Does every linear operator have a minimal polynomial?

I know that a linear operator $T$ defined on a finite-dimensional vector space has a minimal polynomial since, by Caley-Hamilton, $g(T)=0$, where $g$ is the characteristic polynomial. Is there a linear operator defined on an infinite-dimensional vector space that has no minimal polynomial?


Solution 1:

I would say most linear operators don't have a minimal polynomial. Take for example the space $\mathbb{R}^{\mathbb{N}}$ of all real sequences and define $$T((u_n)_{n\ge 0}) = (n u_n)_{n\ge 0}$$ Every integer is an eigenvalue of $T$, therefore there is no minimal polynomial.

Another simple example is the derivation operator $D(P)= P^\prime$ on the space $\mathbb{R}[X]$ of all real polynomials. If there was a minimal polynomial, all polynomials would be solutions of the same linear differential equation with constant coefficients.

Solution 2:

Let $X$ be a complex Banach space and let $T:X \to X$ a bounded linear operator. Let $p$ be a polynomial. The spectral mapping theorem says:

$p(\sigma(T))= \sigma(p(T))$.

($\sigma(*)=$ spectrum)

If we suppose that $p(T)=0$, then it follows that $\sigma(T)$ consists of zeros of $p$, hence $\sigma(T)$ is finite.

Consequence: if $\sigma(T)$ is not finite, then there is no polynomial $P$ such that $p(T)=0$.

An Example: $X=l^2$, $T(x_1,x_2,....)=(0,x_1,x_2,...)$. We have $\sigma(T)=\{ z \in \mathbb C: |z| \le 1\}$.

Solution 3:

You don't need anything complicated to show that in infinite dimensional space minimal polynomials do not exist in general. Take the simplest infinite dimensional space $K[X]$, and consider the linear operator $\phi$ of multiplication by any non-constant polynomial, say $X$ to keep it a simple as possible.
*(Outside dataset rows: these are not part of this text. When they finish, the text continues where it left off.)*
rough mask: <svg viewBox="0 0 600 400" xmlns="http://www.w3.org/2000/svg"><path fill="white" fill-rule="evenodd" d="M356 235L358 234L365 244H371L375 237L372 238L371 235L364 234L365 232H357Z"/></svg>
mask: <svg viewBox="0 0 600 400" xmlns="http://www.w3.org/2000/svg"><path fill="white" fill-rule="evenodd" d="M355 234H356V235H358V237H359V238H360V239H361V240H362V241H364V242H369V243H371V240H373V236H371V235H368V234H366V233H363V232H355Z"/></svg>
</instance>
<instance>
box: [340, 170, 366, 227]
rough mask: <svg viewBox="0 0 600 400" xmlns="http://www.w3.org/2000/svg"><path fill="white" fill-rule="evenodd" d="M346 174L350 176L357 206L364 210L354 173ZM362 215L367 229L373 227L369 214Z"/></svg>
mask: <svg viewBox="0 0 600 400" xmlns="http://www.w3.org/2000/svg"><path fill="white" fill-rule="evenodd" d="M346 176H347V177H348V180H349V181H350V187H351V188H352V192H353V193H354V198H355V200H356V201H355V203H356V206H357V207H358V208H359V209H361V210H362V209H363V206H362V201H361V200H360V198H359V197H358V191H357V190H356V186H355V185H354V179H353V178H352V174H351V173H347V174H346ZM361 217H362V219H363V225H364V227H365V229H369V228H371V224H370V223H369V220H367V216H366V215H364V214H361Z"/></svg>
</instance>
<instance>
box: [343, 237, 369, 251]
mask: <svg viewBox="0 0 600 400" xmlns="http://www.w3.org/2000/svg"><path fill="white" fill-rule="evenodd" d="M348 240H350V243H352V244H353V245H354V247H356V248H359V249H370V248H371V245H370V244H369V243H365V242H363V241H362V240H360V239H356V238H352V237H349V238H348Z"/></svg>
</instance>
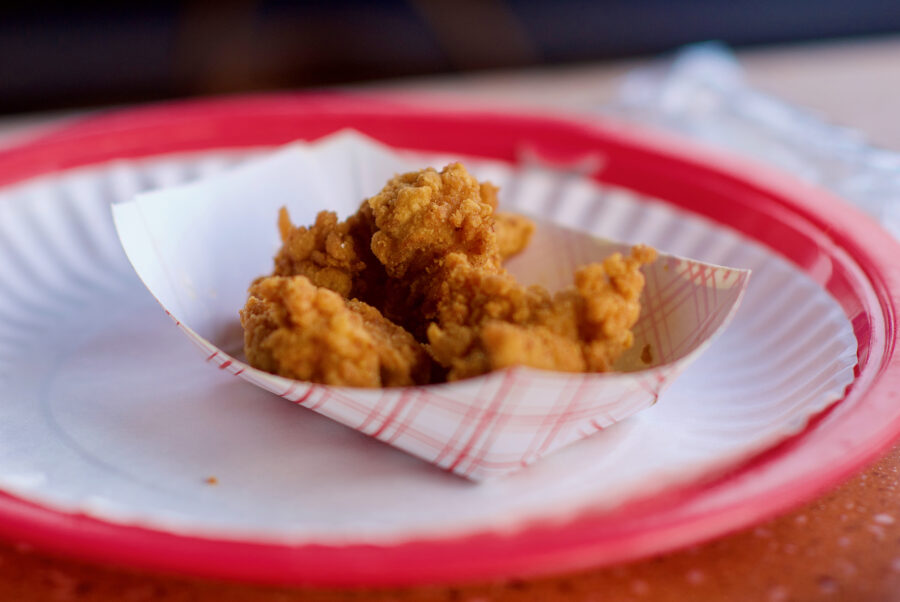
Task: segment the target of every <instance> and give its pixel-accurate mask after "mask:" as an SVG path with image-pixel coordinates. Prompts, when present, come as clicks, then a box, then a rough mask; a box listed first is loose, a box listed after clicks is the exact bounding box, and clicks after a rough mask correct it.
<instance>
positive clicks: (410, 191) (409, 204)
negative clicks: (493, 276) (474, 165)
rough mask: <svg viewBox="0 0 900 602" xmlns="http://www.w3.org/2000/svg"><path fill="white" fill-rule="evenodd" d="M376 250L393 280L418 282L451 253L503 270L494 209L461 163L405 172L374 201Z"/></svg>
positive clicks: (477, 183)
It is easy to see that $P[\phi]$ is multiplication by $P[X]=P$ for any $P\in K[X]$, so this is the zero operator only if $P=0$.

(The more general case of a non-constant polynomial $Q$ in the place of $X$ requires you to think about what $P[Q]$ is, the result of substituting $Q$ for $X$ into $P$, and notably when it is$~0$. But one easily sees the (leading) coefficient of $X^{(\deg P)(\deg Q)}$ in $P[Q]$ is nonzero when $P\neq 0$, so there is no minimal polynomial here either.)

Note that these operators have no eigenvalues at all either: multiplication of a nonzero polynomial $S$ by a non-constant polynomial never gives a scalar multiple of$~S$, by degree consideration. So here, contrary to the examples by Fred and Gribouillis, it is certainly not the too great abundance of eigenvalues (as eigenvalues have to be among the roots of any annihilating polynomial) that is obstructing the existence of a minimal polynomial.

Solution 4:

You can consider the linear space $X$ of all complex continuous functions on $[0,1]$ and let $Tf=\int_{0}^{x}f(t)dt$ be the integration operator, which is definitely linear on $X$. The operator $T$ has no minimal polynomial. To see why, first notice that $(T-\lambda I)$ has trivial kernel for $\lambda \ne 0$ because $Tf=\lambda f$ forces $g(x)=\int_{0}^{x}f(t)dt$ to satisfy $$ g'(x)=\frac{1}{\lambda}g(x),\;\; g(0)=0, $$ which has the unique solution $g(x)\equiv 0$.

Therefore, if $T$ has a minimal polynomial, it could only have the form $T^n=0$ for some $n$ which would force $g=T^nf$ to be identically $0$ for all $f$, and differentiating $n$ times would give $f=0$ for all $f$.